Supplementation with hyaluronic acid topically or orally can make an important contribution to the resolution of vaginal affections and to the relating symptoms. In order to be effective, hyaluronic acid, however must be at a very low molecular mass, scientific studies show in fact that only a hyaluronic acid with a molecular mass lower than 300 kDa is able to penetrate tissues and repair the tissue damage, while larger molecules can only act superficially. Moreover, further investigations have shown that hyaluronic acid molecules with a very small molecular mass can overcome the intestinal barrier and thus act systemically distributing itself in the various parts of the body that need it.
Unlike the current therapies involving the use of lubricant gels that act only in a superficial way and for a short period of time or the use of hormone replacement therapies, which can lead to side effects, hyaluronic acid makes its restoring action in depth, in a more durable way and it is completely biocompatible.
The urothelium is a type of epithelial tissue that forms the lining of the bladder and urinary tract. It is composed by a three-layered structure: basal, constituted by cubic epithelial cells; medium, which presents cells clavate; and superficial, it consists of umbrella cells which can also be binucleated. This structure has to contain varying volumes of liquid, so it can also extend.
The urothelium integrity, its barrier function and its elasticity, are guaranteed by the presence of glycosaminoglycans or GAGs (hyaluronic acid and chondroitin sulfate), which form the so-called "coating urothelial" with the function of increasing the pelvic floor impermeability and limiting the penetration of harmful substances such as viruses and bacteria.
The GAGs’ absence leads to an urothelial dysfunction characterized by a thinning of the bladder mucosa with consequent loss of its normal physiological function. Thus may occur cystitis both bacterial or not, stress incontinence, loss of pelvic floor tone, as well as pain and inflammations.

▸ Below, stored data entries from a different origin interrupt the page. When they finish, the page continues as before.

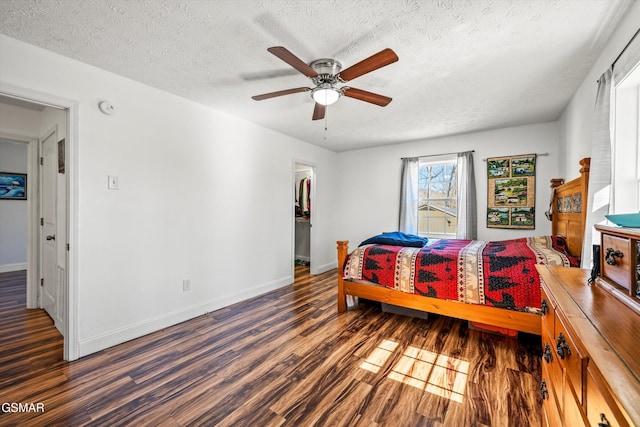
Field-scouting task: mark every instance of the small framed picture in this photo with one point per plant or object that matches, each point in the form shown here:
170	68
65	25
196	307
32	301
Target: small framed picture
13	186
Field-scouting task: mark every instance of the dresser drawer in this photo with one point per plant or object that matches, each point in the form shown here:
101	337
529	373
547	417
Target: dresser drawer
598	411
620	256
569	356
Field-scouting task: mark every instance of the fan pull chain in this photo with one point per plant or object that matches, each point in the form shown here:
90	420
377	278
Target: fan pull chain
325	126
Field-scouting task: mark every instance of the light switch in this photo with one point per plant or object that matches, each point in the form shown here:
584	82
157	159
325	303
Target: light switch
114	182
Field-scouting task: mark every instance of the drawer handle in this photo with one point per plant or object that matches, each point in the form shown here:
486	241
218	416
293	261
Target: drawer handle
611	254
544	393
562	347
547	354
544	307
604	422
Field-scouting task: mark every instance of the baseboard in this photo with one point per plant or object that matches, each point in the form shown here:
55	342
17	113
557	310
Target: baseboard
13	267
139	329
323	268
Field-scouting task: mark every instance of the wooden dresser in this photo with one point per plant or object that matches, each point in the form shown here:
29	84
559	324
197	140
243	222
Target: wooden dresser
591	351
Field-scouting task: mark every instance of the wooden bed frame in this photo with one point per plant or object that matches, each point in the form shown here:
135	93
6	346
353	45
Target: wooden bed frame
568	211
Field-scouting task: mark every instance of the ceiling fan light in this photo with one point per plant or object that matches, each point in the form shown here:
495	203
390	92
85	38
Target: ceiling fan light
325	95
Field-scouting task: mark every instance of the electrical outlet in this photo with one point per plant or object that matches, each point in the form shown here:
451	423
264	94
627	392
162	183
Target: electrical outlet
113	182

The presence of hyaluronic acid is therefore essential for the maintenance and restoration of epithelial tissues.
In fact, clinical studies show that supplementation of exogenous hyaluronic acid helps protect, repair and restore the bladder coating in both men and women, reducing the risk of recurrent cystitis both bacterial or not by increasing the pelvic floor tone and reducing the inconvenience due to urinary incontinence and pain.
The oral hyaluronic acid can therefore be useful as an adjuvant in order to counteract urological problems, improving the tropism of the districts of the bladder tissue, including the pelvic muscles and leading to an improved quality of life, as the social distress that these problems can cause.

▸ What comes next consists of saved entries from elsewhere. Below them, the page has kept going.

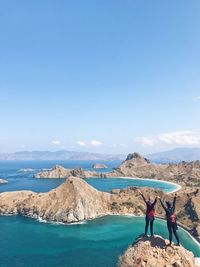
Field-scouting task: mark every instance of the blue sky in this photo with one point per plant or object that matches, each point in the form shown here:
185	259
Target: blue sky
108	76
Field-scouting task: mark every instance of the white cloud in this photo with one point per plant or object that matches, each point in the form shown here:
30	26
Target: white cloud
179	138
123	145
81	143
96	143
89	143
56	142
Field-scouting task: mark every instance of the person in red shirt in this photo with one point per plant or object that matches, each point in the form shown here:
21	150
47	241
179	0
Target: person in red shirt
150	214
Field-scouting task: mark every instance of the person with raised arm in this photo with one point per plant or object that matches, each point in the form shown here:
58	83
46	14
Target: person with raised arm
171	219
150	213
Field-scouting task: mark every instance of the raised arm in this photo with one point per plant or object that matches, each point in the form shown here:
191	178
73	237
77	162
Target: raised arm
154	203
163	205
174	203
143	197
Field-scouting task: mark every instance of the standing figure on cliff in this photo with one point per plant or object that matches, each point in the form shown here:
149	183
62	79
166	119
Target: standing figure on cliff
171	219
150	213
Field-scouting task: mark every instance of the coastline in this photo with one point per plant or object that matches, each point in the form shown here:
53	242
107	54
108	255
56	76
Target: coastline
178	187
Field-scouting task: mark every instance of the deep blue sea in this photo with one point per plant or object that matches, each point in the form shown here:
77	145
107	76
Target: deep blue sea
97	243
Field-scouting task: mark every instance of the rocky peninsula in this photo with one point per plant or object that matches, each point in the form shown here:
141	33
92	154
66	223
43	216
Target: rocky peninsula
75	200
3	181
184	173
60	172
99	166
156	254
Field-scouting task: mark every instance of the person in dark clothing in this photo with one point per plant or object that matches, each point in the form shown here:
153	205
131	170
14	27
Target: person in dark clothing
150	214
171	219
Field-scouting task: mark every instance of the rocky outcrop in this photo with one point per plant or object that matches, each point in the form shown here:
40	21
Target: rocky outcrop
137	166
99	166
60	172
2	181
149	252
73	201
76	200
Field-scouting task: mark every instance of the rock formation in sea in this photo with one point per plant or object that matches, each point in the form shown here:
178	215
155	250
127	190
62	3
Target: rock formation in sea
99	166
149	252
137	166
3	181
60	172
73	201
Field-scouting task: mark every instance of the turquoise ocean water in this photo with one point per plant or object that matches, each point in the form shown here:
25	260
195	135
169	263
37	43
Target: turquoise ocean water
27	242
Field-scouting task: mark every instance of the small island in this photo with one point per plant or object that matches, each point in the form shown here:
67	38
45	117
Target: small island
156	254
99	166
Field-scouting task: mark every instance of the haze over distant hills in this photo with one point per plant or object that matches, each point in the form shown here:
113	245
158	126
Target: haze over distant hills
59	155
176	155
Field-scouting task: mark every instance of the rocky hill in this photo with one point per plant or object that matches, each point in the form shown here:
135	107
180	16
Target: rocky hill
156	254
73	201
59	155
99	166
176	155
2	181
137	166
60	172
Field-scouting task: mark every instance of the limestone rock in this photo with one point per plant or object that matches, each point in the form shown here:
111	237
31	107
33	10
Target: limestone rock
153	252
99	166
3	181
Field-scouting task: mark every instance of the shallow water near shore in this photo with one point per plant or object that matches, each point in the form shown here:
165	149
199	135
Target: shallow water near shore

Laurent T.C. et al. Immunology and Cell Biology 1996;74:A1-A7.
Dianhua J. et al. Physiol Rev 2011;91:221–264.
Bachmann G. A. et al. Am Fam Physician 2000;61(10):3090-3096.
Costantino D. et al. Eur Rev Med Pharmacol Sci 2008;12(6):411-6.
Maharjan A.S. et al. PLOS One 2011;6(10):e26078.
Ghazi K. et al. PLOS One 2012;7(11):e48351.
Nozomi H. et al. Biosci Biotechnol Biochem 2008;72(4):1111-1114.
La Galia T. et al. International Journal of Clinical Medicine 2014;5:617-624.
Madersbacher H. et al. Neurourology and Urodynamics 2013 32:9-18.